If they have voltage and current then you can calculate the resistance using Ohm’s law.

Warning: Diodes don’t have a constant resistance, it varies with the voltage/current applied to them.

Thanks,

Just to be clear: Let's say I have one RGB LED. The 3.2V, 2V forward voltages will cause a 3.2V,2V drop across the diode over a large value of currents. The forward current (20mA) is the minimum current required to output visible light. I don't want to supply more current than what is necessary so by Ohms law V=IR => 3.2V=(20/1000)R => R=160 Ohms.

Are you saying that the LED will supply this 160 Ohms by itself? I always though of diodes as virtual short circuits and would have added the 160 Ohm resistor in series to get the required current.
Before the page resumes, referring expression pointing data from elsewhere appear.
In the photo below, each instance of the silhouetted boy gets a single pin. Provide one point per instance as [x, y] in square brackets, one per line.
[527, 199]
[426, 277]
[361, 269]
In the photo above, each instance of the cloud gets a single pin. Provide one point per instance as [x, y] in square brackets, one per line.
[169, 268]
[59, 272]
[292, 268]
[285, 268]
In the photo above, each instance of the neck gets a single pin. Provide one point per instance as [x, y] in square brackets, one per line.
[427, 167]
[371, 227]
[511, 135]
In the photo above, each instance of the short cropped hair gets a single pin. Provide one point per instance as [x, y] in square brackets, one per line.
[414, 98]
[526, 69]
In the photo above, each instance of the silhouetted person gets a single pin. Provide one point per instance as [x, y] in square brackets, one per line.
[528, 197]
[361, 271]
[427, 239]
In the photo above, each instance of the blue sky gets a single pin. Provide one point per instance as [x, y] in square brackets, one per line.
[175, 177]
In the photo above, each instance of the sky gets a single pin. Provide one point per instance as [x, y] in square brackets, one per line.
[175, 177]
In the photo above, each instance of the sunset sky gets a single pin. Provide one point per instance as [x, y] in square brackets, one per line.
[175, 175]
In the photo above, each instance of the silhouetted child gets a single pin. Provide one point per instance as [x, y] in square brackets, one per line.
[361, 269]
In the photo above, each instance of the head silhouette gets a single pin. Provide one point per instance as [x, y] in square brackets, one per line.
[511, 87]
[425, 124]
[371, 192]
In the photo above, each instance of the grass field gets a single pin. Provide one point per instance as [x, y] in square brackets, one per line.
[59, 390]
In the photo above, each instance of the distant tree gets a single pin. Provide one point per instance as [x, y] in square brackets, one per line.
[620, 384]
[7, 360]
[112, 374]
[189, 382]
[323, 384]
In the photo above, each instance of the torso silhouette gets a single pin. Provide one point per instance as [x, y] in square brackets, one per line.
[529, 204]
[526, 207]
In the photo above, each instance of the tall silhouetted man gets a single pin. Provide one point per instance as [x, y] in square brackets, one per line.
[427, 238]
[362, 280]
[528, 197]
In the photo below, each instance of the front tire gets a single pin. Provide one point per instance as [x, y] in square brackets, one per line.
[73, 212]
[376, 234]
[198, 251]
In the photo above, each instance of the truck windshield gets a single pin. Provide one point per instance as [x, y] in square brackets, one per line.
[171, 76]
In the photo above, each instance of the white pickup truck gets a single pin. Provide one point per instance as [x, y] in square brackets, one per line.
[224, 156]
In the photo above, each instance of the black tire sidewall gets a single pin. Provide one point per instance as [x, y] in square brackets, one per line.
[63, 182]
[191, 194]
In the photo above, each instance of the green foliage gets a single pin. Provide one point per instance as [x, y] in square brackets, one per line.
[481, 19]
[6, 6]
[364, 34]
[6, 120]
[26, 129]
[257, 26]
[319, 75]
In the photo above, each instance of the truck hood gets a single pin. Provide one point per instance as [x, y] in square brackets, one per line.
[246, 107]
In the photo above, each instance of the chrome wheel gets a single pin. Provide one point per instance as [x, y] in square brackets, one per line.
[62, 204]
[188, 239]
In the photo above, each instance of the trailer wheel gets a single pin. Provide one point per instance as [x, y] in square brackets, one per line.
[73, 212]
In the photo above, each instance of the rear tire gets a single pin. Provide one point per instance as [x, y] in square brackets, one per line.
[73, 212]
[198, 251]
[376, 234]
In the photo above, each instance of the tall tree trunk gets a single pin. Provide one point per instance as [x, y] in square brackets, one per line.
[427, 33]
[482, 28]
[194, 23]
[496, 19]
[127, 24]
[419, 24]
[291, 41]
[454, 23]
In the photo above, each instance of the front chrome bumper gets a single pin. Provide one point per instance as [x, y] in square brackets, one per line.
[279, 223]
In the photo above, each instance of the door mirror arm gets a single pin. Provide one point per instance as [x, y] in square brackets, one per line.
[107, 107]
Also, I said the LEDs were in series when I actually had them in parallel. The diagram in my original post is correct and also shows them in parallel. Sorry for the confusion.

Thanks again for the help,

US3R31:
Just to be clear: Let's say I have one RGB LED. The 3.2V, 2V forward voltages will cause a 3.2V,2V drop across the diode over a large value of currents. The forward current (20mA) is the minimum current required to output visible light. I don't want to supply more current than what is necessary so by Ohms law V=IR => 3.2V=(20/1000)R => R=160 Ohms.

Correct.

US3R31:
Are you saying that the LED will supply this 160 Ohms by itself?

Yes.

It's the LAW.

US3R31:
I always though of diodes as virtual short circuits and would have added the 160 Ohm resistor in series to get the required current.

As I mentioned earlier, they vary their resistance with applied voltage. Their resistance can drop away to almost nothing but it's always there.

A LED close to its forward voltage has quite a lot of resistance, as you've calculated.